According to the United States Coast Guard, the definition of Search and Rescue is, "The use of available resources to assist persons or property in potential or actual distress." The umbrella term of search and rescue comprises numerous sub-fields, which are usually referring to specific terrain aspects. Examples of such sub-fields include mountain rescue; ground search and rescue; urban search and rescue, and air-sea rescue over water, among others.

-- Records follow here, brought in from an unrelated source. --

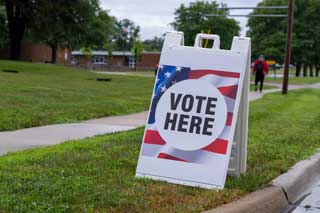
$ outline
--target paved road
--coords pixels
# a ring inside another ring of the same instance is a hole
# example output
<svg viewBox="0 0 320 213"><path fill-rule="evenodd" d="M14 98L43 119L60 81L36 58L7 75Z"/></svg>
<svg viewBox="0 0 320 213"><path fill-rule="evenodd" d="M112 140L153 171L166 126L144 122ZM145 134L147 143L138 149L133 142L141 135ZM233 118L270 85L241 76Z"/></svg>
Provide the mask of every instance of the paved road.
<svg viewBox="0 0 320 213"><path fill-rule="evenodd" d="M320 212L320 180L306 198L297 204L293 213Z"/></svg>
<svg viewBox="0 0 320 213"><path fill-rule="evenodd" d="M280 87L279 84L272 85ZM320 88L320 84L290 86L289 88ZM250 101L260 99L266 93L277 91L280 91L280 88L266 90L263 93L251 92ZM145 111L131 115L93 119L80 123L56 124L17 131L0 132L0 155L17 150L59 144L67 140L78 140L96 135L135 129L145 125L147 116L148 112Z"/></svg>

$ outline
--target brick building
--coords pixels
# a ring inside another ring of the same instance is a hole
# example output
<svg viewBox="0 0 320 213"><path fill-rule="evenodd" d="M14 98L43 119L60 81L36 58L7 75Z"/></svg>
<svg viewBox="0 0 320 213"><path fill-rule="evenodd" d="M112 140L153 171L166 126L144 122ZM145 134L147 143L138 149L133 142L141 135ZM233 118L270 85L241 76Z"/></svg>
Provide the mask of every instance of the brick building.
<svg viewBox="0 0 320 213"><path fill-rule="evenodd" d="M90 57L83 55L78 50L71 52L71 64L73 65L92 64L104 67L154 69L159 60L160 52L143 52L137 63L134 54L129 51L113 51L111 56L108 51L92 51Z"/></svg>
<svg viewBox="0 0 320 213"><path fill-rule="evenodd" d="M20 60L48 63L51 61L51 48L45 44L23 43L21 45ZM0 59L8 59L9 50L0 50ZM92 56L88 57L75 50L57 50L57 64L86 66L101 68L106 70L131 70L147 69L153 70L159 63L160 52L143 52L140 60L136 63L135 56L129 51L113 51L109 56L108 51L93 51Z"/></svg>
<svg viewBox="0 0 320 213"><path fill-rule="evenodd" d="M0 59L9 58L9 50L0 50ZM57 64L70 64L70 53L68 50L57 50ZM20 60L36 63L47 63L51 61L51 48L45 44L23 43L21 45Z"/></svg>
<svg viewBox="0 0 320 213"><path fill-rule="evenodd" d="M160 52L143 52L140 60L137 63L138 68L154 69L160 61Z"/></svg>

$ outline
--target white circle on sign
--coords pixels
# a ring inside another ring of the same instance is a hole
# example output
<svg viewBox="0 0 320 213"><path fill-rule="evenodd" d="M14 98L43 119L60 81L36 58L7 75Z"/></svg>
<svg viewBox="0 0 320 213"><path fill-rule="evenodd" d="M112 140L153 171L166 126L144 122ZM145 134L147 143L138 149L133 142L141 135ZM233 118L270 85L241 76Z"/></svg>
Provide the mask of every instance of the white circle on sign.
<svg viewBox="0 0 320 213"><path fill-rule="evenodd" d="M227 121L223 95L204 80L184 80L171 86L160 98L156 128L171 146L198 150L214 142Z"/></svg>

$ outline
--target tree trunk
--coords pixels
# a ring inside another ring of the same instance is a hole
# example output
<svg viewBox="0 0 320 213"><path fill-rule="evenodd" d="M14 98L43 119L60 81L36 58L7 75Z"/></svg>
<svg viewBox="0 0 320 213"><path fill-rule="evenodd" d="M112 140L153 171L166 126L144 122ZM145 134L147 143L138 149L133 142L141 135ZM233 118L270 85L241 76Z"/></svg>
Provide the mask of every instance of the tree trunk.
<svg viewBox="0 0 320 213"><path fill-rule="evenodd" d="M20 58L21 42L24 36L26 23L21 14L20 6L13 4L12 0L5 0L10 38L10 59Z"/></svg>
<svg viewBox="0 0 320 213"><path fill-rule="evenodd" d="M313 77L313 65L312 64L310 64L309 65L309 73L310 73L310 77Z"/></svg>
<svg viewBox="0 0 320 213"><path fill-rule="evenodd" d="M316 67L316 77L319 77L320 64L315 65L315 67Z"/></svg>
<svg viewBox="0 0 320 213"><path fill-rule="evenodd" d="M303 77L307 77L308 76L307 70L308 70L308 65L307 64L303 64Z"/></svg>
<svg viewBox="0 0 320 213"><path fill-rule="evenodd" d="M51 44L49 46L51 47L51 63L55 64L57 63L57 45Z"/></svg>
<svg viewBox="0 0 320 213"><path fill-rule="evenodd" d="M301 73L301 64L298 63L296 65L296 77L299 77L300 76L300 73Z"/></svg>

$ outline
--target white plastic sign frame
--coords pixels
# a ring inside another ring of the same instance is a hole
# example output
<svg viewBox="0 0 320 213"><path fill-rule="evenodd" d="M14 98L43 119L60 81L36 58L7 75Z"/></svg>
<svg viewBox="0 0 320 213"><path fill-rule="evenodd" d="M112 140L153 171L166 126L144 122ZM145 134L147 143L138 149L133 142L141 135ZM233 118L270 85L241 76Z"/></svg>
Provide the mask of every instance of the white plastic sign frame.
<svg viewBox="0 0 320 213"><path fill-rule="evenodd" d="M245 172L251 41L234 37L221 50L218 35L183 40L166 34L136 177L223 189L231 152L231 173Z"/></svg>

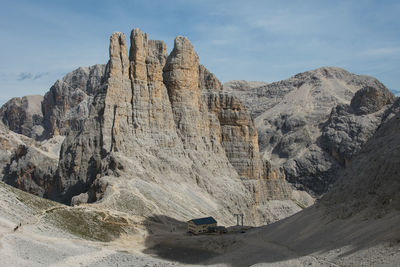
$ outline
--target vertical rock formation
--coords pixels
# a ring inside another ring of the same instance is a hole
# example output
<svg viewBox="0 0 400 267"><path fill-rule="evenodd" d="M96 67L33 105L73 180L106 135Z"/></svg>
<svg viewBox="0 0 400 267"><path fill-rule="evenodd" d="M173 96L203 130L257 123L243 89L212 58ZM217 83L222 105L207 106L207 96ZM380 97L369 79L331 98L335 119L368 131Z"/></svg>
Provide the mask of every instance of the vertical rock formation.
<svg viewBox="0 0 400 267"><path fill-rule="evenodd" d="M239 176L248 179L263 178L257 130L246 108L236 97L226 93L211 92L204 97L209 110L220 122L220 143Z"/></svg>
<svg viewBox="0 0 400 267"><path fill-rule="evenodd" d="M186 37L178 36L164 66L163 79L178 135L185 148L204 150L208 143L209 125L201 114L198 68L199 57L192 44Z"/></svg>
<svg viewBox="0 0 400 267"><path fill-rule="evenodd" d="M136 138L146 138L162 147L177 145L175 123L162 68L167 47L149 40L139 29L131 32L130 79L133 92L133 130Z"/></svg>
<svg viewBox="0 0 400 267"><path fill-rule="evenodd" d="M125 35L110 37L110 60L102 124L102 145L106 152L126 151L124 139L132 138L132 89L129 79L128 48Z"/></svg>
<svg viewBox="0 0 400 267"><path fill-rule="evenodd" d="M224 92L204 92L210 112L218 118L221 132L217 140L246 185L253 192L256 206L262 209L269 200L290 199L292 189L283 170L262 162L254 122L235 96Z"/></svg>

Essential to any search and rescue mission is the efficient use of navigation techniques. Traditional methods involve using a map and a compass in order to accurately plan a route and adhere to it without becoming lost or straying from the planned route. When on a search and rescue shout, it is essential that the search team does not become lost. They need to find the person in distress as quickly as possible, and if they were to stray from the route this would delay the distressed person getting help. Furthermore, if a member of a search and rescue team become lost, they may then need to be searched for and rescued, doubling the workload of the rest of the team. Therefore, before a search and rescue mission is launched and the team dispatched, all of the members must be clear on which area they are covering, and must be fully equipped with navigation equipment.

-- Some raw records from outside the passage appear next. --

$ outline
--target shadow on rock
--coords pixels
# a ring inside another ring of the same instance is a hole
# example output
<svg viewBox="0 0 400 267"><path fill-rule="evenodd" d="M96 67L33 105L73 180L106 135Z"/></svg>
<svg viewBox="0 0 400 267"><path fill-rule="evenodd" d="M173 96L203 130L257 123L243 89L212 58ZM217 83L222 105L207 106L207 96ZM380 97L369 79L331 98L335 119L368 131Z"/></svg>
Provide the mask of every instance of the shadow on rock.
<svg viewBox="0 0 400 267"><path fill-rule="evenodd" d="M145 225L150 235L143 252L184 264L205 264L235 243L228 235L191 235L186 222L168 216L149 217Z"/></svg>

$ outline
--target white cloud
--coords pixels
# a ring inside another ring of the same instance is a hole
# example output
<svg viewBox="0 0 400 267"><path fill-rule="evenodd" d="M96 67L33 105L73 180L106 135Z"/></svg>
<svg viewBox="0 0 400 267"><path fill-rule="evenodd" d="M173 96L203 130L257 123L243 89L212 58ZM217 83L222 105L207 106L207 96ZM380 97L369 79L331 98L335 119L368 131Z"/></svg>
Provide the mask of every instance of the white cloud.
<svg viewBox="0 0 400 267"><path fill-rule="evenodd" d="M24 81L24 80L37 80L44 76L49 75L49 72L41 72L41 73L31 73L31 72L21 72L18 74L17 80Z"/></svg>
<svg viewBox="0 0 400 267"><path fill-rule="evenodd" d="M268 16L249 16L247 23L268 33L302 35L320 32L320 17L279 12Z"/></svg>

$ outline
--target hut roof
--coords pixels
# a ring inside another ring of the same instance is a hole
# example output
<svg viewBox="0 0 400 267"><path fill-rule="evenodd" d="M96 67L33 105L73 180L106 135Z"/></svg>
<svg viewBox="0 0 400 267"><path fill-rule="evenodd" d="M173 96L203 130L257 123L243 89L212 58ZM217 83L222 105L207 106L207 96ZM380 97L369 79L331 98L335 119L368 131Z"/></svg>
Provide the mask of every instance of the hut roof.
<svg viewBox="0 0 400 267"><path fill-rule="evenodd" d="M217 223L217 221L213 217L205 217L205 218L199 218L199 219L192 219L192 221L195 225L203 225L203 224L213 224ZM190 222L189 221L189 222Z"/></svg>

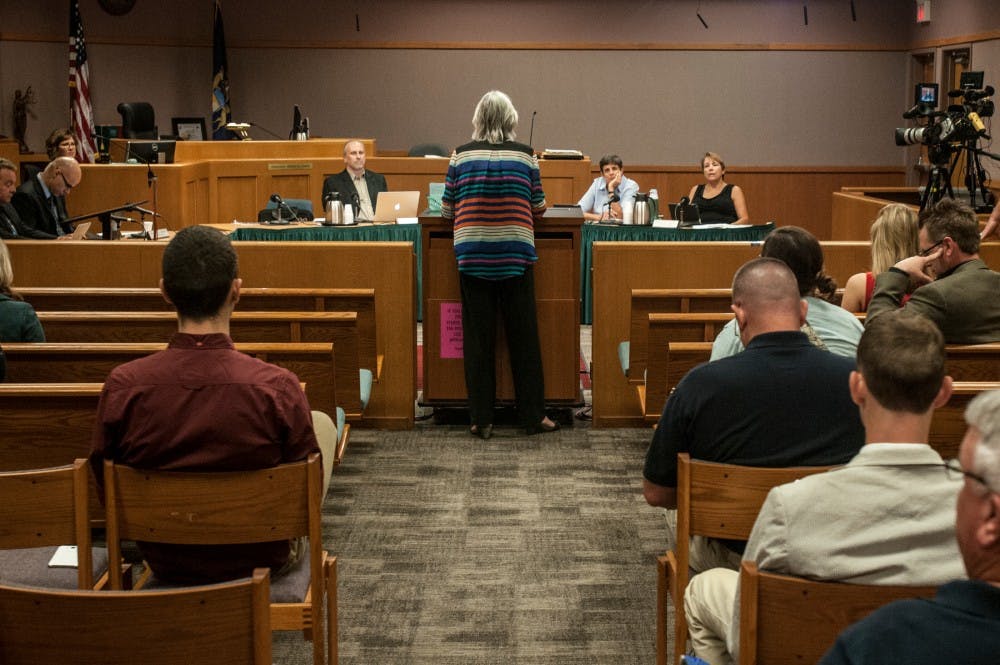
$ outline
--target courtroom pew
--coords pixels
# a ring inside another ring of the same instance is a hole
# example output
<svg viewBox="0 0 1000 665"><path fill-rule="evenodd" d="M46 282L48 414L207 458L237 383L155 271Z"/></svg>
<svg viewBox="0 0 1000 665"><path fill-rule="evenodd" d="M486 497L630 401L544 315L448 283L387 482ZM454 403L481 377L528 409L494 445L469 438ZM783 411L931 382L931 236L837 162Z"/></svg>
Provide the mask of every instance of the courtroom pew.
<svg viewBox="0 0 1000 665"><path fill-rule="evenodd" d="M871 262L868 242L821 242L827 274L839 284ZM739 242L597 242L593 245L592 426L645 423L636 386L622 373L618 345L629 337L633 289L728 288L733 274L760 254ZM1000 243L984 243L987 265L1000 265Z"/></svg>
<svg viewBox="0 0 1000 665"><path fill-rule="evenodd" d="M38 318L50 342L167 342L177 331L172 312L43 311ZM230 335L238 342L333 342L336 404L348 420L361 419L356 313L237 311L229 325Z"/></svg>
<svg viewBox="0 0 1000 665"><path fill-rule="evenodd" d="M840 303L844 290L837 289L834 302ZM629 383L645 383L649 315L722 312L732 310L733 292L720 289L632 289L629 306L629 337L619 345L619 361Z"/></svg>
<svg viewBox="0 0 1000 665"><path fill-rule="evenodd" d="M949 344L945 371L956 381L1000 381L1000 342Z"/></svg>
<svg viewBox="0 0 1000 665"><path fill-rule="evenodd" d="M0 383L0 471L44 469L89 457L103 387L103 382ZM340 438L346 441L348 432L345 426ZM91 521L103 522L93 476L88 484Z"/></svg>
<svg viewBox="0 0 1000 665"><path fill-rule="evenodd" d="M650 348L646 383L637 386L636 391L646 423L655 425L670 391L685 374L701 363L708 362L712 355L712 343L666 341L661 345L658 339L661 328L657 327L656 332L652 330L654 346Z"/></svg>
<svg viewBox="0 0 1000 665"><path fill-rule="evenodd" d="M934 411L929 443L944 459L958 457L958 447L968 428L965 408L973 397L987 390L1000 390L1000 381L956 381L951 399Z"/></svg>
<svg viewBox="0 0 1000 665"><path fill-rule="evenodd" d="M36 312L167 312L174 306L159 289L26 287L17 292ZM375 289L241 288L237 311L357 312L358 361L378 381L384 352L376 346Z"/></svg>
<svg viewBox="0 0 1000 665"><path fill-rule="evenodd" d="M44 469L90 456L103 383L0 383L0 471ZM91 476L90 518L103 522Z"/></svg>
<svg viewBox="0 0 1000 665"><path fill-rule="evenodd" d="M162 342L7 343L7 380L103 382L118 365L164 348ZM332 344L239 342L236 350L294 372L307 385L309 405L336 420L336 349Z"/></svg>

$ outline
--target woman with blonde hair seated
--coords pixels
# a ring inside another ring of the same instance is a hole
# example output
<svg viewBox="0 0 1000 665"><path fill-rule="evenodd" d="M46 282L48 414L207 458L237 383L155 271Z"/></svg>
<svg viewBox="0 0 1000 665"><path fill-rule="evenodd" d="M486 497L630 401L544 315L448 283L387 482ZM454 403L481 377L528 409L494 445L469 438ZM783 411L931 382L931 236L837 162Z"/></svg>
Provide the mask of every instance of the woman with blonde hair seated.
<svg viewBox="0 0 1000 665"><path fill-rule="evenodd" d="M917 242L919 227L917 213L902 203L891 203L882 208L872 222L872 269L852 275L844 285L844 298L840 306L848 312L866 312L875 291L875 276L897 261L920 252ZM904 298L903 302L909 299Z"/></svg>
<svg viewBox="0 0 1000 665"><path fill-rule="evenodd" d="M10 252L0 240L0 342L44 342L35 308L11 290L13 281Z"/></svg>

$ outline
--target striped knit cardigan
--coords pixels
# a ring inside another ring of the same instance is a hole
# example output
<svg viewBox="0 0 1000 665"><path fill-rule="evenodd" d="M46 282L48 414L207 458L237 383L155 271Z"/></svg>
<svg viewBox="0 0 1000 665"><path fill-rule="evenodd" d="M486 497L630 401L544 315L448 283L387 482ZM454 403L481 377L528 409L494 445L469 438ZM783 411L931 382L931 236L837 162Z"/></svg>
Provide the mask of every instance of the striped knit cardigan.
<svg viewBox="0 0 1000 665"><path fill-rule="evenodd" d="M523 275L538 260L534 223L544 213L545 193L530 146L480 141L455 150L441 215L455 220L460 272L494 280Z"/></svg>

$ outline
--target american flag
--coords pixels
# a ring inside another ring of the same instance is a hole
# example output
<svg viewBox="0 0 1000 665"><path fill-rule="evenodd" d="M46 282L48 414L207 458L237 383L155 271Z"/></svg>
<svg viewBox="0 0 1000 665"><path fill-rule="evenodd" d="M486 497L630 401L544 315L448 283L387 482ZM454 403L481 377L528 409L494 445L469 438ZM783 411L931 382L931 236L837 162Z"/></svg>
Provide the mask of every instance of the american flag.
<svg viewBox="0 0 1000 665"><path fill-rule="evenodd" d="M69 106L76 134L76 158L85 163L94 161L94 111L90 107L90 68L87 67L87 45L83 40L83 21L79 0L69 2Z"/></svg>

Although the method of using a paper map and compass in navigation has been used successfully for many years, there are downsides to it. Maps can be cumbersome and difficult to access large parts of all at one time. Furthermore, adverse weather conditions can make reading a paper map problematic. As many search and rescue missions are launched during bad weather, this problem with paper maps can be very significant.
Fortunately, nowadays, there are now far more sophisticated methods in existance. The efficiency of a search and rescue team can be greatly enhanced by the presence of a functioning navigation system. A navigation system enables the search and rescue team to remain on track, covering the area that they have been instructed to. Furthermore, once the person in distress has been located, it is imperative that the team know exactly where they are so as to call for help from other services, for example an ambulance.
Certain pieces of technology has a setting where team members can track each other. On the ViewRanger, for example, there is a BuddyBeacon tracking system. On each team members handset there is a map on which the locations of the other team members can be seen. This feature enables the teams to work more effectively as a group and the process of searching is made much more easily coordinated during a mission (ViewRanger).
Of course, the downside to products such as the ViewRanger is that they can cost a great deal of money. However, if only one or two team members had access to the technology, and the rest of the team had access to mobile phones, it would still be a vast improvement in terms of efficiency for the whole team working together. Although the satalite navigation systems can be expensive, they are arguably worth it. There are few other pieces of equipment that would make such a huge difference to the work of the team, with the exception of suitable clothing for the search and rescue members.
Overall, the use of navigation is vital in carrying out an effective search and rescue mission. Without a proper navigation system, a team would not be able to keep proper track of the area they are covering, and would struggle to track where they have been. Effective navigation can speed up the process of finding a person in distress, therefore limiting the chance of them being in grave danger. Once the person has been located, the team need to alert other services to call for appropriate help for the person. Without effective navigation, it would be impossible for the search and rescue team member to explain exactly where the person is located. Furthermore, a solid process of navigation can safeguard the team members as it will prevent them from becoming lost and in distress themselves.
Department for Transport. “UK Search and Rescue.” 2011. Web. 26 Sept 2011.
United States Costal Guard. 2011. Web. 26 Sept 2011. http://uscg.mil/
ViewRanger. “Search and Rescue Used and Trusted.” 2011. Web. 26 Sept 2011.